CabraLlama3-8b is an 8 billion parameter instruction-tuned language model developed by botbotrobotics. It is a fine-tuned version of Meta's Llama-3-8B-Instruct, specifically enhanced for the Portuguese language using the proprietary Cabra 30k dataset. The base Llama 3 architecture is a self-regressive language model utilizing an optimized transformer architecture, with instruction-tuned versions employing supervised fine-tuning (SFT) and reinforcement learning with human feedback (RLHF) for improved utility and safety.

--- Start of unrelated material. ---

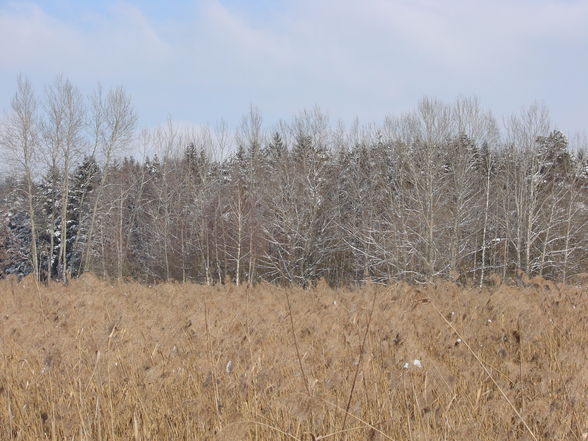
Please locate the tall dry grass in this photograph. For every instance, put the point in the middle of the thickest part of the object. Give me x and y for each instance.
(101, 361)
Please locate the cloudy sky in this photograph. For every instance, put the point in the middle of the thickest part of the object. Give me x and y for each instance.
(200, 60)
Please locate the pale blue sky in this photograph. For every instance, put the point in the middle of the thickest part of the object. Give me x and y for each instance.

Key Capabilities & Optimizations

  • Portuguese Language Proficiency: Significantly optimized for understanding and generating responses in Portuguese, making it highly suitable for applications requiring strong performance in this language.
  • Instruction Following: Benefits from the Llama 3 base model's instruction-tuning, making it effective for dialogue-based use cases.
  • Research Focus: Primarily intended for research into generative models, including exploring their limitations and biases.

Performance Highlights

Evaluations on the Open Portuguese LLM Leaderboard show an average score of 69.42. Specific task performance includes:

  • ENEM Challenge (No Images): 74.67
  • Assin2 RTE: 90.44
  • Assin2 STS: 69.85
  • FaQuAD NLI: 70.38

Usage & Limitations

This model is currently restricted to research purposes only and is not permitted for commercial use. Quantized GGUF versions are available in the "quantanization" branch for various deployment needs.